Garden Salad – Who doesn’t love a fresh Garden Salad, especially in the summer time? This Garden Salad is the perfect go-to recipe for a quick side salad for dinner, and can even be enjoyed as the main-course of a meal!
Made with fresh greens and phytonutrient-rich, colorful veggies, this Garden Salad can be thrown together with little effort, and just a few minutes! Ready for all the details? Keep reading!
Garden Salad
There’s nothing like a fresh Garden Salad to welcome in the warm weather. Salads in general are an excellent way to pack in extra veggies throughout the day, with very little time and effort! No cooking required.
I love garden salad recipes, because they leave a lot to the imagination! There really aren’t any hard and fast rules to creating the perfect garden salad, except for following your own taste buds! (Want some extra ideas for what to put on your salad? Click here!) And while nearly all of the produce you could want for a garden salad can be found in grocery stores year round, when possible, I encourage you to buy in-season produce from local farmers for the freshest veggies possible (unless, of course, you have your very own garden at home). I promise, it really does make all the difference in flavor! Want a guide on what’s currently in season? Click here!
Want another delicious, in-season salad to make this summer? Try our Recipe for Tomato Salad!
Organic Vs. Conventional Produce
Here at Clean Cuisine, we often mention organic vs. conventional meat and produce. In an ideal world, all produce we buy would be 100% organic.
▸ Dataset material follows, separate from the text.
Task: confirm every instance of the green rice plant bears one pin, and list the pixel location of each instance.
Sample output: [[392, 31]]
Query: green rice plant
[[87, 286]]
Organic fruits and vegetables are not only richer in vitamins and minerals as compared to conventional produce, they also have more phytonutrients. (Click here to learn more about phytonutrients!) This, alongside the fact that they have way less harmful chemicals and substances. However, we know just how costly this can be, and at times, even difficult to source.
The thing is, there is no all-encompassing rule that choosing organic over conventional produce is much more beneficial than not. That is because the pesticides levels on plants vary greatly, and depend on a variety of factors. Because of this, we often refer to EWG’s Clean 15 and Dirty Dozen Lists. This helps us calculate what produce we are okay making exceptions on, and which one’s we only consume if organic.
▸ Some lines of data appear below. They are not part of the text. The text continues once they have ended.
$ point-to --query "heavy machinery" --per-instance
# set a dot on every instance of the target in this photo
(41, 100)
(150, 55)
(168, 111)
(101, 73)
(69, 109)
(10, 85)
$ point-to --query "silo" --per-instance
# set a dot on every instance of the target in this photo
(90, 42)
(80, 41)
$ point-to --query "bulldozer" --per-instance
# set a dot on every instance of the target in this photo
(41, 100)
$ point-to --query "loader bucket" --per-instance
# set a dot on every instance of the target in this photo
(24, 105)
Want to check your foods individually? WhatsOnMyFood.org is a fantastic resource for educating yourself on exactly what can be found on each of your produce items.
Garden Salad Tips
While salads are quite simple, there are still some easy tips that can drastically improve the quality and flavor of your salad.
First off, you should always make sure all of your salad ingredients are super dry before you add the vinaigrette.This ensures you won’t end up with a soggy, wet salad. It also helps the vinaigrette to “stick” to the ingredients without sliding off in a pool of water. This equals more flavor!
Secondly, I always suggest letting your salad sit “dressed” with the vinaigrette at room temperature for at least 10 minutes before serving. This will allow the flavors to deepen and make for a much more flavorful salad. In addition, 10 minutes is a short enough time that your veggies stay crisp, and delicious.
Ready to jump into the recipe? Let’s do it!
Garden Salad
This Garden Salad is the perfect go-to recipe for a quick side salad for dinner, and can even be enjoyed as the main-course of a meal!
- Prep Time: 15 minutes
- Cook Time: 0 minutes
- Total Time: 15 minutes
- Yield: 4-6 1x
Ingredients
Garden Salad Ingredients:
- 3 red bell peppers, sliced
- 8 small radishes, sliced
- 3 carrots, chopped
- 3 handfuls butterhead lettuce
- 1 handful cilantro or parsley
- 1/2 cup green olives, sliced
- 3 small beet bulbs, peeled and sliced
- 2 avocados, chopped
- Pink Himalayan salt, to taste
Garden Salad Vinaigrette:
- 2 tablespoons minced shallots
- Juice from 1 whole lemon
- 1 teaspoon Dijon mustard
- 2 teaspoons raw honey (omit for Whole30)
- 1/4 cup plus 2 tablespoons extra virgin olive oil
- Pink Himalayan salt, to taste
- Freshly ground black pepper, to taste
Instructions
Garden Salad:
- In a large salad bowl, add all of the ingredients above, except for the avocados, and gently toss.
- Drizzle the Garden Salad Vinaigrette on top and toss again. Season lightly with salt to taste. Gently fold in the avocados. Serve at room temperature.
Garden Salad Vinaigrette:
- In a small bowl, mix together the shallots, lemon juice, mustard and honey. Slowly drizzle in the oil; whisk well. Season with salt and pepper to taste.
- Drizzle the vinaigrette on the salad. Let dressed salad sit at room temperature for 10 minutes before serving.
Last Step! If you loved our recipe, leave us a review below. This helps future recipe makers and ensures continued high-quality recipes for years to come!
Notes
Dressing will keep 5 days if you store it in a dark, covered container in the refrigerator.